Homélie du dimanche 3 octobre 2021

27e dimanche du Temps Ordinaire – Année B


Les enfants - mais pas au sens d’enfants rois - sont au centre de l’évangile de ce dimanche.

Les enfants sont le symbole des « petits » et c’est bien cela, le renversement évangélique : la place primordiale donnée par Jésus aux petits. Ce renversement est tout à fait présent dans l’évangile de Marc avec une dimension en plus par rapport à Mathieu : nous sommes invités à accueillir Dieu comme un enfant qui sait qu’il a besoin de ses parents et à nous laisser porter par Lui.

Du temps de Jésus, la culture était centrée sur la masculinité alors qu’aujourd’hui, une place de plus en plus importante est faite à la femme, même s’il reste des progrès à faire. Il s’agit donc d’élargir le message de l’évangile qui a été écrit dans le contexte de l’époque mais notons que Marc a adapté le message de Jésus au milieu romain où la femme pouvait aussi décider de divorcer.


La place de l’homme et de la femme dans la création

C’est l’homme et la femme en relation qui sont au sommet de la création, non pour l’exploiter et la dominer, mais pour l’habiter harmonieusement et y vivre dans l’amour.

Dieu est un mais est en même temps communion. Apprenons non pas à dominer mais à transformer le monde par la qualité de nos relations.


A partir du couple, l’humanité renaît à chaque fois

A partir d’un seul couple, la terre va se peupler et l’amour du couple va « déborder » et s’étendre aux enfants, aux copains de ceux-ci, aux beaux-enfants, aux petits-enfants… pour devenir relation multiple et s’élargir vers la fraternité.

Dans un couple, il y a toi, moi et nous, à savoir l’œuvre commune que nous créons et vivons ensemble. Le tout est donc supérieur à la somme des parties (1 + 1 = 3)

Par contre, si 1 + 1 = 2, nous risquons d’avoir des chemins parallèles et bientôt, cela sera 0 car nous n’aurons plus rien en commun. Même chose, si nous sommes dans la fusion : 1 + 1 = 1 et bientôt 0 car un des deux doit s’effacer mais lequel ?

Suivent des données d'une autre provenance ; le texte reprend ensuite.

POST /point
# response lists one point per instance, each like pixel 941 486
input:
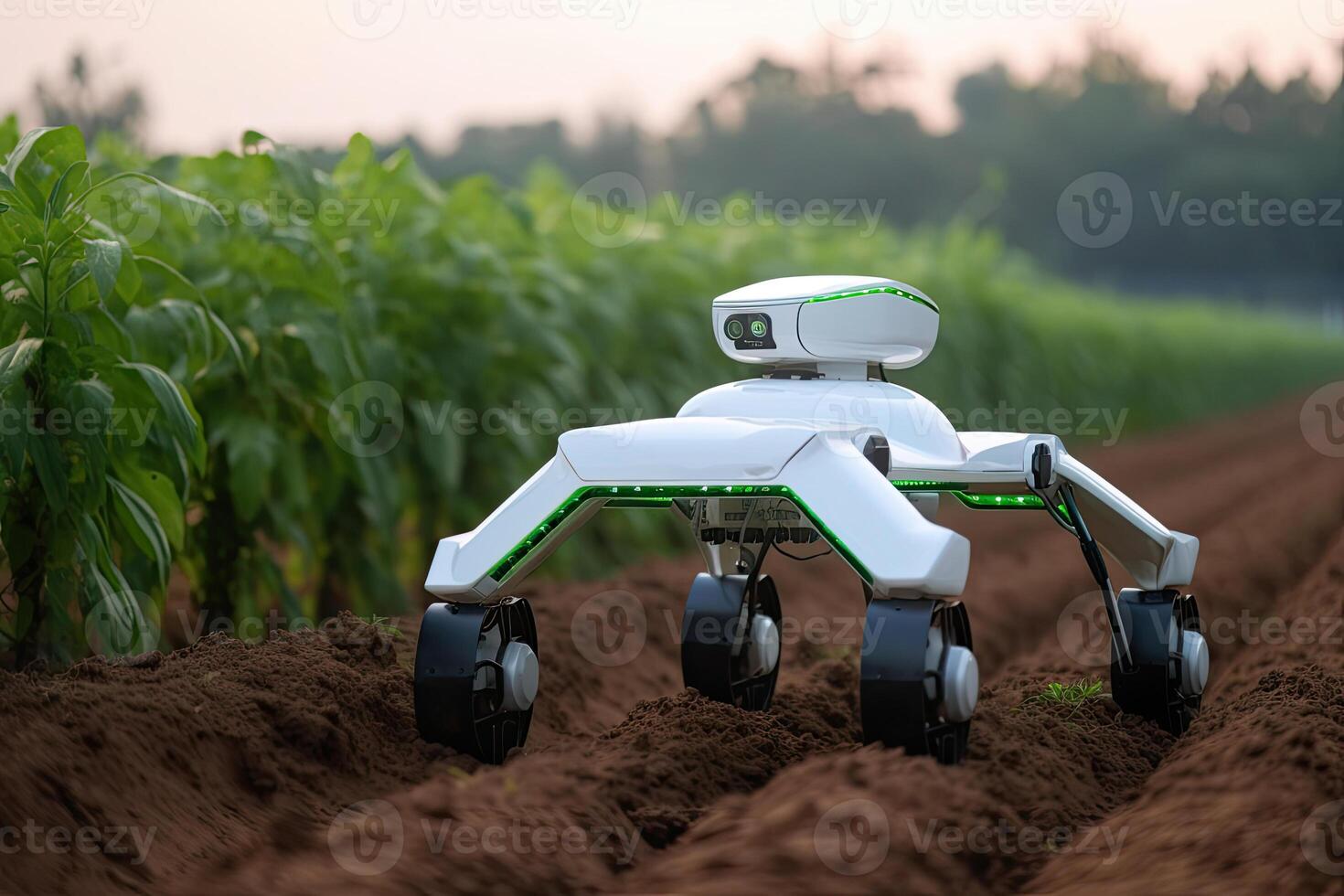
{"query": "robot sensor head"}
pixel 795 321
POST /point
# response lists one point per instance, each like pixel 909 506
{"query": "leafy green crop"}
pixel 345 366
pixel 100 448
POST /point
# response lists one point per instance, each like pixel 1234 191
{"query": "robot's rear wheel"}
pixel 918 678
pixel 476 677
pixel 1169 655
pixel 730 640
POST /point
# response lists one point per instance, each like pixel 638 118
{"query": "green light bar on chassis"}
pixel 976 500
pixel 891 291
pixel 645 496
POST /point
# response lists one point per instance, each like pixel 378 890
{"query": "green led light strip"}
pixel 976 500
pixel 655 495
pixel 892 291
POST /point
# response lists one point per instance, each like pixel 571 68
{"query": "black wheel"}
pixel 476 676
pixel 1169 656
pixel 730 644
pixel 920 680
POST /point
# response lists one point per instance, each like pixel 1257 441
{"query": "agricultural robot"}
pixel 816 454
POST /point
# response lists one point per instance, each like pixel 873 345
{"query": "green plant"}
pixel 97 446
pixel 1072 696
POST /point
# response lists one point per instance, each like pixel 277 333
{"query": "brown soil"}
pixel 294 767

Ma vie est donnée à l’autre par de petits gestes d’amour et évolue au fil du temps : tout commence par éros, devient philia, (l’amitié) et puis, tout est donné (agapè).


Egalité entre l’homme et la femme

Si nous pouvons devenir une seule chair, c’est parce que nous sommes de la même chair.

J’offre à mon conjoint une présence qui vient de l’intérieur de moi-même et est constitutive de mon identité profonde et qui est en même temps extérieure à moi puisque j’ai accepté de quitter mes parents pour lui.


Le rêve de Dieu : l’unité

Le rêve de Dieu, c’est la communion entre nous alors que nous aimons parfois tellement détricoter et semer la zizanie.

Dieu veut unir l’humanité et cela nous concerne et concerne toutes nos relations, que nous soyons célibataires, mariés, veufs,...


L’échec de la relation

La loi est là pour gérer l’échec mais le légal ne dessine pas un idéal, inscrit au plus profond de nous-mêmes et devant guider notre vie.

Cela étant, chacun fait ce qu’il peut et de son mieux et Jésus ne jette certainement pas la pierre à ceux qui échouent dans leur relation conjugale. Faisons comme Lui et respectons le chemin de chacun. Au travers de l’échec, il peut d’ailleurs y avoir un rebondissement et une deuxième union qui permet parfois d’aller plus loin dans l’unité.


Soyons semeurs d’amour

Le rêve de Dieu se concrétise par le plus petit geste d’amour que je pose et ce même si je n’en vois pas les fruits. Je pose ce geste, simplement parce qu’il traduit l’amour et peut-être un jour, ce geste sera-t-il porteur de fruits à l’instar du gland qui devient chêne…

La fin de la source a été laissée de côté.